Sama pagará R$ 500 mi para tratar pessoas contaminadas com amianto

    A Justiça determinou também a indisponibilidade de bens de ativos não circulantes da empresa e o bloqueio de seus lucros

    Foto: Divulgação/ Abrecon

    A Justiça Federal condenou a Sama Minerações Associadas a pagar R$ 500 milhões por danos morais coletivos na Bahia. A decisão foi proferida no dia 18 de agosto e o valor será destinado aos municípios de Bom Jesus da Serra, Poções, Caetanos e Vitória da Conquista, e deve ser utilizado para aquisição de equipamentos e construção de unidades para tratamento de doenças associadas à exposição do amianto.

    De acordo com os ministérios públicos Federal e da Bahia, a companhia explorou amianto na jazida São Félix do Amianto, localizada em Bom Jesus da Serra (BA), entre os anos de 1940 e 1967. No entanto, no encerramento das atividades de extração não foram adotadas medidas satisfatórias para diminuição dos efeitos do mineral nos habitantes da região. A retirada deixou resíduos que teriam contaminado um número indeterminado de pessoas – entre trabalhadores da mina, seus familiares e moradores do entorno.

    Segundo a ação, a falta de informações sobre um número exato de vítimas decorre da omissão de todos os réus – Sama, União, Estado da Bahia e prefeituras de Bom Jesus da Serra, Caetanos e Poções – na prestação de serviços médicos e de vigilância sanitária aos ex-empregados e moradores da região.

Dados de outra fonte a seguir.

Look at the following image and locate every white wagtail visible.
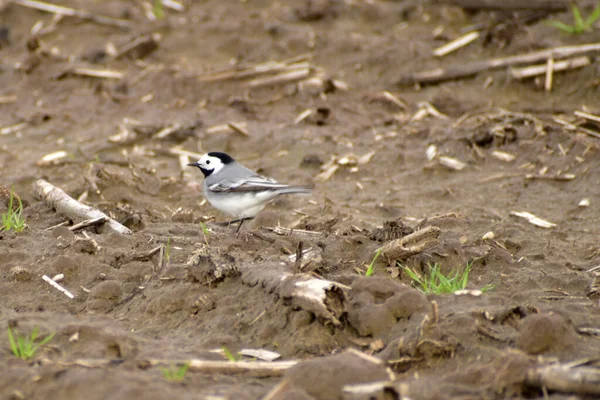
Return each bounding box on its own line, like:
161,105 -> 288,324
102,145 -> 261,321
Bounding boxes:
188,152 -> 312,232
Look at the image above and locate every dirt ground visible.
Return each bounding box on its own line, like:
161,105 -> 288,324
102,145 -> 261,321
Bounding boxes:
0,0 -> 600,399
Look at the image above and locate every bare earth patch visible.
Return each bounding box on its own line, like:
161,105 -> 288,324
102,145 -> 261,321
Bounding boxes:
0,0 -> 600,399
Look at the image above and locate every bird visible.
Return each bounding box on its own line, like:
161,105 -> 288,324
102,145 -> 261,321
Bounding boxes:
188,151 -> 312,232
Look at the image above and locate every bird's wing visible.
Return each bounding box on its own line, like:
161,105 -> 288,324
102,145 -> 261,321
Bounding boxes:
208,175 -> 288,193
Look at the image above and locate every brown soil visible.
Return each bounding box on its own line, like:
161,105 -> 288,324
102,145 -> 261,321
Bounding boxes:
0,0 -> 600,399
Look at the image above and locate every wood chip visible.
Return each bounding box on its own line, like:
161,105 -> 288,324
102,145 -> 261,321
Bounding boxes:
578,198 -> 590,207
240,349 -> 281,361
438,156 -> 467,171
0,122 -> 28,135
510,56 -> 592,79
433,31 -> 480,57
492,150 -> 517,162
510,211 -> 556,228
42,275 -> 75,299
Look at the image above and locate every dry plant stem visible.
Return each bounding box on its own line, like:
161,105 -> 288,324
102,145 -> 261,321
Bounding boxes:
69,217 -> 106,232
33,179 -> 131,235
398,43 -> 600,85
381,226 -> 441,261
42,359 -> 298,378
574,111 -> 600,122
12,0 -> 132,29
525,365 -> 600,396
433,31 -> 479,57
510,56 -> 592,79
241,265 -> 350,326
436,0 -> 569,11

    A Justiça determinou também a indisponibilidade de bens dos ativos não circulantes da Sama e o bloqueio de seus lucros. A mineradora deverá, ainda, em relação a 11 vítimas descriminadas na ação, pagar, a cada uma delas, R$ 150 mil a título de danos morais individuais, além de um salário mínimo e meio, a ser pago mensal e vitaliciamente, além de incluí-las em plano de saúde e fornecer medicamentos e equipamentos necessários aos seus tratamentos.

    À União, ao Estado e municípios, a sentença determinou que deverão manter a junta médica – criada em acordo anterior, no curso da ação –, que será responsável por todos os exames e procedimentos necessários à investigação de doenças associadas à exposição do amianto; e garantir a prioridade de atendimento (após crianças, adolescentes, idosos, gestantes e deficientes físicos) e de tratamento às vítimas.